Hari ini adalah hari pertama saya
membuat dan memposting sebuah blog. Saya akan bercerita tentang Indonesia Raya.
Indonesia merupakan sebuah Negara yang kaya akan hasil alamnya. Bukan dari segi
alamnya saja, bahkan sumber daya manusianya juga melimpah. Ya berbicara
Indonesia tak luput dari SDA dan SDM nya. Tetapi apakah Indonesia akan menjadi
Negara besar? Disegani? Dihormati? Itu semua bisa terjadi asal ada timbal balik
hubungannya. Maksudnya apa? SDM dan SDAnya harus saling berhubungan, contohnya
dikala manusia membutuhkan pangan, alam kita menyediakan. Dan sebaliknya disaat
alam membutuhkan kita, kita juga harus berperan aktif dalam menjaga dan
melestarikannya. Bukan malah merusak dan hanya memanfaatkan hasil alamnya saja.
Oh iya SDM kita juga perlu di olah supaya tidak tertinggal zaman, maksudnya
apa? Alam kita melimpah ruah, dan SDM
kita juga harus pintar. Pintar dari segi cara mengolah SDA yang ada, dan pintar
dalam melihat bisnis dan peluang yang ada, supaya Indonesia bisa maju dalam ke
depannya. Intinya adalah kita harus bisa menjadi warga negara yang bangga
dengan Indonesianya. Banyak potensi dan prestasi anak bangsa yang bisa
dibanggakan di dunia internasional juga.
Kontribusi saya dalam Indonesia
saat ini hanya belajar, belajar, dan belajar. Supaya apa? Supaya kelak saya
bisa menjadi pemuda yang bisa di andalkan oleh Negara sendiri. Saya juga
mempunyai cita-cita kedepannya. Cita-cita saya adalah disaat saya sedang kuliah
bisa menciptakan lapangan pekerjaan untuk sesama yang membutuhkan. Disaat saya
lulus S1 kelak saya juga ingin membuat suatu lembaga masyarakat yang dimana
kedepannya berhubungan dengan pendidikan anak bangsa. Supaya apa?
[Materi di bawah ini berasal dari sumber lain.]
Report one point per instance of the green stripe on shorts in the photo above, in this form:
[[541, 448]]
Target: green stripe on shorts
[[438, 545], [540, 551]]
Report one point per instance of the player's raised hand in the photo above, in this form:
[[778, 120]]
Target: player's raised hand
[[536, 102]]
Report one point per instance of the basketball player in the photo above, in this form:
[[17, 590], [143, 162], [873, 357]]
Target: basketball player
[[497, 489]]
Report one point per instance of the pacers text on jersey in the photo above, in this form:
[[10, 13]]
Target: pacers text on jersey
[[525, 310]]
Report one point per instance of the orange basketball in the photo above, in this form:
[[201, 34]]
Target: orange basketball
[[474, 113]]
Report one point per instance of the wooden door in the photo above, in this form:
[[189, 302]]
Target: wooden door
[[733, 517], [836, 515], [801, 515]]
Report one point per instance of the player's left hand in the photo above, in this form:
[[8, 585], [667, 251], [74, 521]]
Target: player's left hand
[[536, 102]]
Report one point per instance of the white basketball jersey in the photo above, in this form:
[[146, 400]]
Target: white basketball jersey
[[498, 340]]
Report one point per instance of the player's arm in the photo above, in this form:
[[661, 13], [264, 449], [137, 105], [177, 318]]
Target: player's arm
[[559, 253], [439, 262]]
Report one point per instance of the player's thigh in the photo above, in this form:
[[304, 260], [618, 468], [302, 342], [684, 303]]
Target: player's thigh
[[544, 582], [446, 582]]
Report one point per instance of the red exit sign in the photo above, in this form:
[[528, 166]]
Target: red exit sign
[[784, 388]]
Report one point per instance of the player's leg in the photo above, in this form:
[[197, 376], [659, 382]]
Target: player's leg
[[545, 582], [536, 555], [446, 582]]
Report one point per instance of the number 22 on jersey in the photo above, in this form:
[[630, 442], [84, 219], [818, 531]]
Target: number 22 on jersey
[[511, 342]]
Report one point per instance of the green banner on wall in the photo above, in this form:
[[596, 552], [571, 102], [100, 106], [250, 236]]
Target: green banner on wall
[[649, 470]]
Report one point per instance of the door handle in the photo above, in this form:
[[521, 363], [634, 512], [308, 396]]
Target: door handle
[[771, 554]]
Supaya anak
bangsa tidak ada yang tertinggal, dan memiliki skill individu yang baik supaya
bisa bertahan hidup di Negara kita dan bahkan bisa membuat maju Negara kita
yang besar ini.
Intinya adalah untuk menjadi bangsa
yang besar, kita tidak boleh malas, dan ubah cara pandang kita terhadap
Indonesia supaya lebih maju lagi. Saya sangat suka dengan kata-kata Moh. Hatta
pada pembelaannya ketika di adili di Belanda pada tahun 1928 karena
memperjuangkan berdirinya Indonesia merdeka. Dengan lantang ia berucap “Hanya ada satu Negara yang pantas menjadi
negaraku. Ia tumbuh dengan perbuatan, dan perbuatan itu adalah perbuatanku”. So
jadi berbuatlah baik terhadap Negara kita, dimulai dari yang kecil dahulu.
Sekian pembahasan dari saya, terimakasih.